D. Cinsel işlevi etkileyebilecek madde kullanımı veya ilaç etkisi ile açıklanamaz.
Sonuç
Vajinismus, yalnızca fizyolojik bir kasılma refleksi olarak değil; psikolojik, bilişsel, kültürel ve toplumsal etkenlerin bir araya geldiği çok boyutlu bir cinsel işlev bozukluğu olarak ele alınmalıdır. Kadının bedenine, cinselliğe ve kadınlık kimliğine yönelik öğrenilmiş kalıplar, bilinçdışı çatışmalar ve toplumsal normlar, bu bozukluğun ortaya çıkışında belirleyici rol oynamaktadır. Psikodinamik bakış açısı, vajinismusu bireyin bastırılmış duygularının bedensel bir ifadesi olarak değerlendirirken; bilişsel-davranışçı yaklaşım, öğrenilmiş korkuların ve yanlış inançların yeniden yapılandırılmasıyla iyileşmenin mümkün olduğunu savunmaktadır. Vajinismusun tedavi sürecinde bireyin yalnızca semptomlarının ortadan kaldırılması değil, aynı zamanda cinselliğe ilişkin bilişsel ve duygusal yapılanmasının da dönüştürülmesi hedeflenmelidir. Bu bağlamda, bilişsel-davranışçı terapilerin yapılandırılmış ve kısa süreli müdahalelerle yüksek başarı oranlarına ulaştığı; psikodinamik yaklaşımların ise bireyin kendilik algısında ve duygusal farkındalığında kalıcı değişimler sağladığı görülmektedir. Öte yandan, kültürel değerler ve toplumsal cinsiyet rolleri vajinismusun oluşumunda önemli bir etkiye sahiptir.

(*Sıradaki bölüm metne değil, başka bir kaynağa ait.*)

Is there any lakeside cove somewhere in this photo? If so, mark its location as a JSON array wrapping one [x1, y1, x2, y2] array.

Cinselliğin tabu olarak görüldüğü, konuşulmayan veya yanlış aktarılan kültürel ortamlarda, kadınların cinsel yaşama yönelik suçluluk, utanç ve korku duyguları geliştirmesi olasıdır. Bu nedenle vajinismusun yalnızca bireysel değil, toplumsal bir mesele olarak ele alınması; eğitim, farkındalık ve cinsel sağlık politikalarının güçlendirilmesi önem taşımaktadır. Sonuç olarak, vajinismusun anlaşılması ve tedavisinde bütüncül bir yaklaşım benimsenmelidir. Kadının bedenini, duygularını ve cinselliğini özgürce sahiplenebilmesi, yalnızca klinik iyileşmenin değil, psikolojik ve toplumsal güçlenmenin de göstergesidir. Bu bağlamda, psikoterapötik müdahalelerin yanı sıra toplumsal farkındalık çalışmalarının da desteklenmesi, kadın cinselliğine dair sağlıklı bir anlayışın yerleşmesine katkı sağlayacaktır.
Kaynakça
-
American Psychiatric Association. (2013). Diagnostic and statistical manual of mental disorders (5th ed.). American Psychiatric Publishing.
-
Kabakçi, E., & Batur, S. (2003). Who benefits from cognitive behavioral therapy for vaginismus? Journal of Sex & Marital Therapy, 29(4), 277–288.
-
Şafak Öztürk, C., & Arkar, H. (2017). Effect of Cognitive Behavioral Therapy on Sexual Satisfaction, Marital Adjustment, and Levels of Depression and Anxiety Symptoms in Couples with Vaginismus. Turkish Journal of Psychiatry, 28(3).
-
Taştan, K., Yoruk, N., & Işık, M. (2021). A Comparison of the Effectiveness of Hypnotherapy and Cognitive Behavioral Therapy in the Treatment of Primary Vaginismus. Konuralp Medical Journal, 13(3), 536–541.
-
Ter Kuile, M. M., Melles, R. J., Tuijnman‐Raasveld, C. C., de Groot, H. E., & van Lankveld, J. J. (2015). Therapist‐aided exposure for women with lifelong vaginismus: mediators of treatment outcome: a randomized waiting list control trial. The Journal of Sexual Medicine, 12(8), 1807–1819.